Influence of Oxidative Dysbalance on Secondary Osteoarthritis

The safety and scientific validity of this study is the responsibility of the study sponsor and investigators. Listing a study does not mean it has been evaluated by the U.S. Federal Government. Read our disclaimer for details. Identifier: NCT01228487
Recruitment Status : Unknown
Verified July 2011 by Heinrich-Heine University, Duesseldorf.
Recruitment status was:  Recruiting
First Posted : October 26, 2010
Last Update Posted : July 26, 2011
Information provided by:
Heinrich-Heine University, Duesseldorf

Brief Summary:

The important role of mechanical joint stress for the insert and progress of osteoarthritis (OA) is supported by recent studies. The degeneration of joint cartilage is caused either by unphysiological load of a healthy joint or physiological load of a damaged joint. The exact mechanisms leading from increased weight bearing and overuse to cartilage degeneration are mostly unknown.

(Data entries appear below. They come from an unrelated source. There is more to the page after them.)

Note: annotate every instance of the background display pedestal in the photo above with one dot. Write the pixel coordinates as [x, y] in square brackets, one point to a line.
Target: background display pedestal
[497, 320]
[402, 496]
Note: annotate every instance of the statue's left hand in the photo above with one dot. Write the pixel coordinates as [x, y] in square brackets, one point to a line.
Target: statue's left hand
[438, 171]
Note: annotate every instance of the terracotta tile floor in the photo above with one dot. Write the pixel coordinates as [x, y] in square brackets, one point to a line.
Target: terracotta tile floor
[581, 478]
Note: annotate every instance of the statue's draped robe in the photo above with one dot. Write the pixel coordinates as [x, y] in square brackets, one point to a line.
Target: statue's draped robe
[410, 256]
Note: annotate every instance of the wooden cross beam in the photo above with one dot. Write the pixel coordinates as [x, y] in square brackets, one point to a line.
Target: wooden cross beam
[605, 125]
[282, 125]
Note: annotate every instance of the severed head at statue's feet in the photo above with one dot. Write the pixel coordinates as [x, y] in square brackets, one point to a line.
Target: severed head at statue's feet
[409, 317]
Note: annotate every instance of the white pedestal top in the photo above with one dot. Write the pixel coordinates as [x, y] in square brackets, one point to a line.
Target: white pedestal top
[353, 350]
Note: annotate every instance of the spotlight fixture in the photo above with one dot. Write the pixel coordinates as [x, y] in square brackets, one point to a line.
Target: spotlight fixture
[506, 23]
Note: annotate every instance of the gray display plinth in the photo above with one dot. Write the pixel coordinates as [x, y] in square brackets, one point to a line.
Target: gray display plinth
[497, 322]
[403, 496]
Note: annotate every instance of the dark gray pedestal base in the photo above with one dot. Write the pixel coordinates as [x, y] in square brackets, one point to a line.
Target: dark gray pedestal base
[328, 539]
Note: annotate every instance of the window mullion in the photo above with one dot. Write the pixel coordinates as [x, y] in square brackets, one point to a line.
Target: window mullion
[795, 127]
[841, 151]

The hypothesis of the study is that parameters of oxidative stress in the joint synovial space reflect damages possibly leading to OA. These parameters correlate with parameters of oxidative stress in the peripheral blood. Aim of the study is the identification of such non- invasive obtainable biomarkers which represent the degenerative and regenerative changes in joint.

Condition or disease

Detailed Description:

Patients with clinically manifest OA typically consult the physician at time of irreversible cartilage destruction. This is due to the long time clinically silent progress of the disease. A biomarker screening profile for joint damage is a valuable tool for the detection of over use and joint damaging conditions especially in competitive sports. This would provide a method for OA risk assessment for the patient before clinical symptoms occur. For this the first step is the identification of biological substances reflecting pathologic changes in the joint.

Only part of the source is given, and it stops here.